If you choose to not take up the challenge then my only other option would be to pray to God, which is a long shot since I am an atheist, that an earthquake occurs that breaks off the South Fork of the East End of Long Island right at the border of Hampton Bays (Hampton Bays has never been part of the Hamptons anyway) and floats it to either the Upper East Side of Manhattan, where it truly belongs, or has it run ashore off Smith Point, thus becoming an extension of the Mastics and Shirley.
This geological event would allow the former residents of the Hamptons to see what much of America is like. Hamptonites would now have to live out of the bubble they currently reside in. It would be a true eye opener for these folks. I would pay to see them shopping at Pathmark in Shirley with the great unwashed masses that live in the real world!

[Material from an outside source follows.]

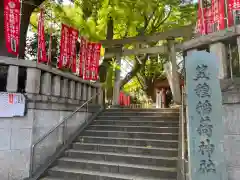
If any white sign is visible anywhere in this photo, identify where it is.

On a positive note, Riverhead, where I live, could be the new "Hamptons" and the place to be on the new East End! I can't wait.
All The Ranting
It was disgusting to see the full-page ad signed by Jerry Della Femina on page seven of last week's edition. What a cheap shot at Eliot Spitzer! As the bible says "Let he without sin cast the first stone." After all the ranting by Wall Street types and other tycoons, I believe they are afraid he would go after their misdeeds again like he did when he was New York Attorney General.
We Can Help
Kudos to East Hampton and Southampton for taking the initiative on the plastic bag problem. Yes, they stay in the environment forever. This is not a good thing!
We can do this, folks. We can help. We must take the responsibility to help Mother Earth. Remember -- her love is unconditional.
An Open Letter To Independent Readers,
Suffolk County is home to more mobile home parks that any other county in the state.
Let me tell you about the one I live in: the state holds the mortgage. Even though the payments are being made, our park administrators have ignored the mortgage retirements for over two years.
The STAR program has also been mishandled for two-plus years. This in turn causes residents to pay higher lot fees than they should be paying.
Some residents have had to go to Southampton Court to fight evictions. Fortunately no one has been evicted yet. Some of the cases were dismissed: the resident showed proof that payments had been made, or they produced documentation that the administrators had refused the payments – this is proof of their mismanagement.
Local officials should look into this matter.